Broady Veteran's Court case dismissal

On the campaign trail, Flynn Broady promised he would take a less punitive approach with nonviolent offenders if elected Cobb’s new district attorney.

Cobb District Attorney Flynn Broady is creating an “expungement help desk” that will assist those with criminal records in getting those records restricted or sealed “as Georgia law allows,” his office announced Monday.

The help desk will be the first of its kind in Georgia, according to his office, and will be staffed by lawyers and volunteers trained by the nonprofit Georgia Justice Project.

It will be housed in the circuit defender’s office and is expected to launch later this year, but a specific timeframe was not mentioned in the office’s announcement.

“This is justice in action,” Broady said in a prepared statement. “Removing barriers that keep nonviolent people from being productive members of society benefits everyone.”

“Expungements must be done in the jurisdiction where the charge originated,” Cobb District Attorney spokeswoman Kim Isaza said in an email. “So, Cobb officials can only process requests for expungements (aka record restrictions) for charges that started with a Cobb-based law enforcement agency.”

Expungement refers to the process of sealing arrest and conviction records.
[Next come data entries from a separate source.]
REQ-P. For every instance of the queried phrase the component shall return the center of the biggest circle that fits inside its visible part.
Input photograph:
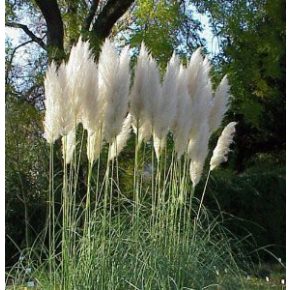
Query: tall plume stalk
(172, 117)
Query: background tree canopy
(252, 52)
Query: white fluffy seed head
(77, 75)
(219, 105)
(120, 142)
(166, 108)
(94, 145)
(114, 78)
(59, 119)
(69, 146)
(182, 124)
(90, 109)
(220, 153)
(139, 88)
(197, 151)
(199, 88)
(145, 94)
In other words, once an arrest or conviction has been expunged, it need not be disclosed, including to potential employers or landlords.

State lawmakers recently expanded the pool of people eligible for records expungement.

“Georgia law has long allowed records of misdemeanor and felony arrests that did not result in convictions to be expunged,” Broady’s office said in its announcement of the help desk. The state’s “Second Chance Law,” which took effect Jan. 1, extends the possibility of expungement to those with nonviolent misdemeanor convictions and some people with pardoned felony convictions.

“Prosecutors and court clerks cannot give legal advice, and many people are in limbo if they can’t afford to pay an attorney to navigate the additional, cumbersome process required for record restriction,” Cobb Solicitor General Barry E. Morgan said in a prepared statement. “This service will help fill a gaping hole.”